La chica frunce con falsa inocencia los labios en torno a la pajita a través de la que da cuenta del zumo de naranja con el que se quita el calor, los ojos glaucos clavados en el que así le habla. Rara vez se enfada o molesta por las airadas salidas de tono a las que tan propenso es su acompañante, y tras mediar el refresco de una larga chupada se despereza lentamente con sensualidad felina, quedando repantingada sobre la hamaca de tela estampada, las piernas estiradas ante sí y los brazos cruzados bajo el pecho, que tensa por generoso la tela de su vestido ligero. «Soy tu musa desde que te haces llamar escritor; el ser intangible reflejo de tus intereses y de tus... gustos», apostilla con una sonrisa pícara mientras contornea en el aire sus voluptuosas curvas, imposibles de salir airosas de la batalla contra la gravedad si pertenecieran al mundo real.
Y si no te gusta el fútbol… ¿Cómo voy a inspirarte sobre un mundillo al que eres ajeno para que puedas ganar el concurso de relatos ese al que quieres presentarte? No hace falta que te recuerde que la relación más positiva que has tenido con un balón fue la película Evasión o victoria, y porque actuaba Stallone.
»¡Si ni siquiera seguiste la serie de Oliver y Benji! Por el amor de Dios…
–Pero algo podrás hacer.
–Como no me lea el Marca...
La musa se recoge el pelo en un moño alto, afianzándolo con el lápiz que le ha robado al escritor tras un guiño descarado. Una vez satisfecha con el resultado, apoya los codos sobre la mesa y encaja el perfecto óvalo de su cara en la bandeja que crea con los dedos entrelazados, dispuesta a acompañar con su silencio la desesperación del escritor cogido en fuera de juego. Sólo cuando el travieso juego de la musa roza el sadismo decide apiadarse de él y frunciendo el ceño, donde se marcan dos graciosas arrugas verticales de la más pura concentración, zarpa hacia el inmisericorde mar de las ideas a la caza de una buena pieza que ofrecerle. «Si escribieras relatos eróticos –reflexiona en voz alta con la vista llena del limpio cielo mediterráneo–, podríamos usar el fútbol como excusa para una escena de lo más tórrida. Tampoco habría problema si lo tuyo fuera la denuncia social, pues podría sugerirte el drama de un refugiado que encuentra asilo en un país europeo gracias a su pasado como entrenador».

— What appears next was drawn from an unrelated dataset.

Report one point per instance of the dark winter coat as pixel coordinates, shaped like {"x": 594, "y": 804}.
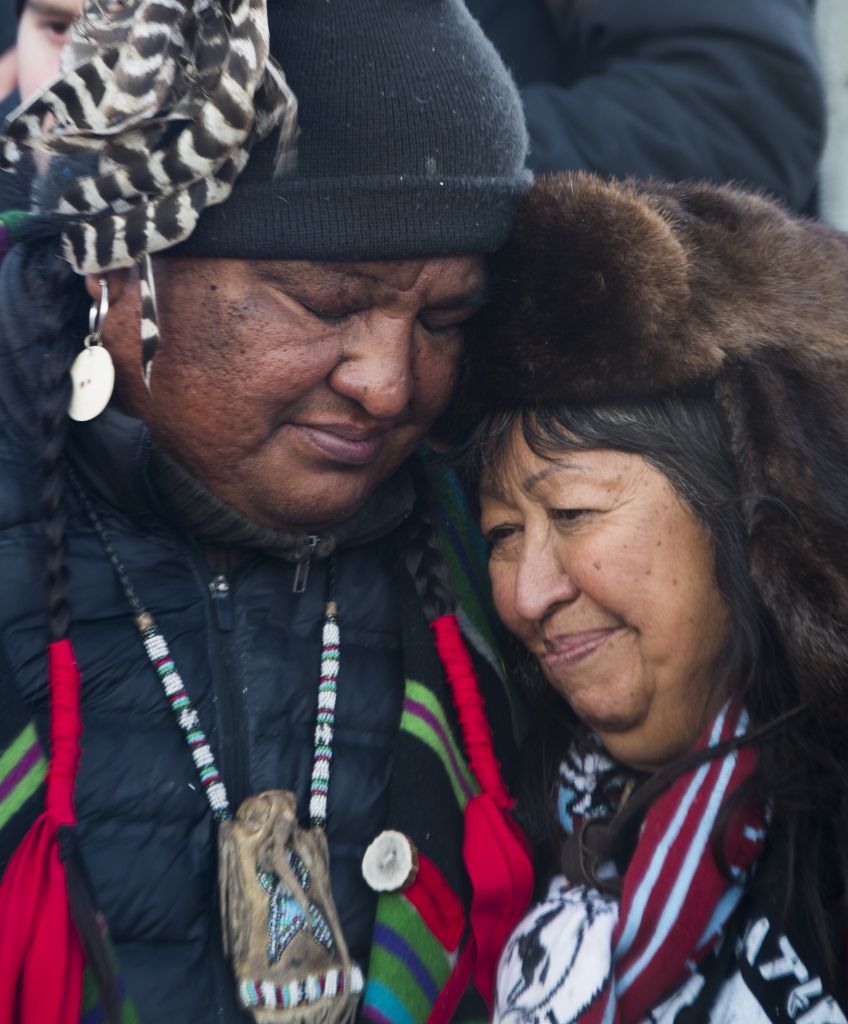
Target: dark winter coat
{"x": 673, "y": 88}
{"x": 248, "y": 649}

–Pero eres un apasionado de la ciencia ficción –le reprocha apuntándolo con un dedo acusador–, y para colmo ahora te ha dado por el apocalipsis zombi. Fútbol y zombis. ¿Me quieres decir cómo puedo trabajar con semejante material?
–Tienes que darme algo –suplica el escritor con cara de cordero degollado–. Por favor.
–A ver. Déjame pensar... Vale. Imagínate una sociedad distópica, superviviente a un brote zombi. Está dirigido por un gobernador, o pseudo-rey, que con mano de hierro mantiene la paz en el territorio.
–No sé si...
–¿Puedo acabar? –corta la musa con severidad los balbuceos de su compañero. Se encuentra inspirada y le molesta sobremanera la negatividad del otro–. Un gobierno totalitario, como te decía, donde al que es detenido infringiendo la ley se le obliga a jugar al fútbol contra un equipo de zombis. Un uno contra once putrefacto y mortal. Si marca antes de que lo devoren será puesto en libertad; si pierde... Pues eso, se lo comen. Fútbol Z, podría llamarse, o Z-occer.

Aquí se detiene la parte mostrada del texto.